Em o Que é a Juventude?, mais comumente conhecido como O Tempo para Nós, o tema de amor de Romeu e Julieta, do mesmo ano, composta por Nino Rota, a bateria começa discretíssima. Sob o belo e etéreo frases do clarinete, a partir de 2’30 a canção assume a forma de uma dança da Renascença, algo que a linha melódica da Rota e sugere que eles realizam de modo notável. Destaques para o emocionante violoncelo Brunello, cereja sobre este fina delicadeza de música. Coroando sua carreira solo, Padrão quase fala as palavras, em vez de escancaradamente cantar-lhes: voz e violoncelo completa juntos o verso final.

A faixa-título, Descansou, foi escrito por Armando Trovaioli (1917-2013) para Ieri, Oggi, Domani (de Ontem, de hoje e de amanhã), um filme de Vittorio de Sicca 1963, comédia com Sophia Loren e Marcello Mastroianni.
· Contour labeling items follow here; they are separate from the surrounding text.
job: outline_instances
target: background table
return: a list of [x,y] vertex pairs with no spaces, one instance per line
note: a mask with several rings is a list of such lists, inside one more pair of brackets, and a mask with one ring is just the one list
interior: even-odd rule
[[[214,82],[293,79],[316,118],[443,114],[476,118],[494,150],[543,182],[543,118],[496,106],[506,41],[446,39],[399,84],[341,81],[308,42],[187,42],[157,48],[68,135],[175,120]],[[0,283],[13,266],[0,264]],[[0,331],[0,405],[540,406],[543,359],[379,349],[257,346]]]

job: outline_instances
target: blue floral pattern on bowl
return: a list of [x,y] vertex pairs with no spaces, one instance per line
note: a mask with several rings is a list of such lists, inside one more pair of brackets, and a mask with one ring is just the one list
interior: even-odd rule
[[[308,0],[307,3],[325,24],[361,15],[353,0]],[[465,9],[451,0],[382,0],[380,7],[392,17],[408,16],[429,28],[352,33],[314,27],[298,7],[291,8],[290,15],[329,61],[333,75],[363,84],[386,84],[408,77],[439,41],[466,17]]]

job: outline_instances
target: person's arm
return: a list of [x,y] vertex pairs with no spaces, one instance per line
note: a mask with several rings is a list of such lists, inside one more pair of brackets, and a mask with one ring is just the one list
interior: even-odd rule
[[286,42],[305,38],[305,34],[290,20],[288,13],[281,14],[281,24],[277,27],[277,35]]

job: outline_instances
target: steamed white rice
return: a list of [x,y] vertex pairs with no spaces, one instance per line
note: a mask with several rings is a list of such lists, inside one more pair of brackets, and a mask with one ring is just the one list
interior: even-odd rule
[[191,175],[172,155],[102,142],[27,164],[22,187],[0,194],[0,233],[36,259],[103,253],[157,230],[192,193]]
No filme, a música é um estilo bossa nova, perfeita, incluindo o piano e a bateria através da praça. A letra da Norma é bonito, mesmo em tradução literal: “Vamos celebrar a vida e o amor / deslizar Suavemente para baixo do rio / A halcyon dias se foram para sempre … Então, basta manter a reprodução de música / Enquanto as luzes da cidade estão brilhando, iluminando o caminho / Nós juntaremos botões de rosa se tivermos sorte e vamos aproveitar para viver hoje.”

Vivre Sa Vie, um filme de Jean-Luc Godard, de 1962, com sua esposa Anna Karina viver com uma prostituta de 12 episódios breves, é a segunda das cinco trilhas que Michel Legrand composta para o jovem cineasta. Três minutos de música, quase a metade é apenas instrumental. O padrão só dobra o clarinete em “scat” levíssimo no final do primeiro minuto. Os acordes repetidos no piano acolchoam o clarinete melancólica, e o som, às vezes, como sinos. Um achado.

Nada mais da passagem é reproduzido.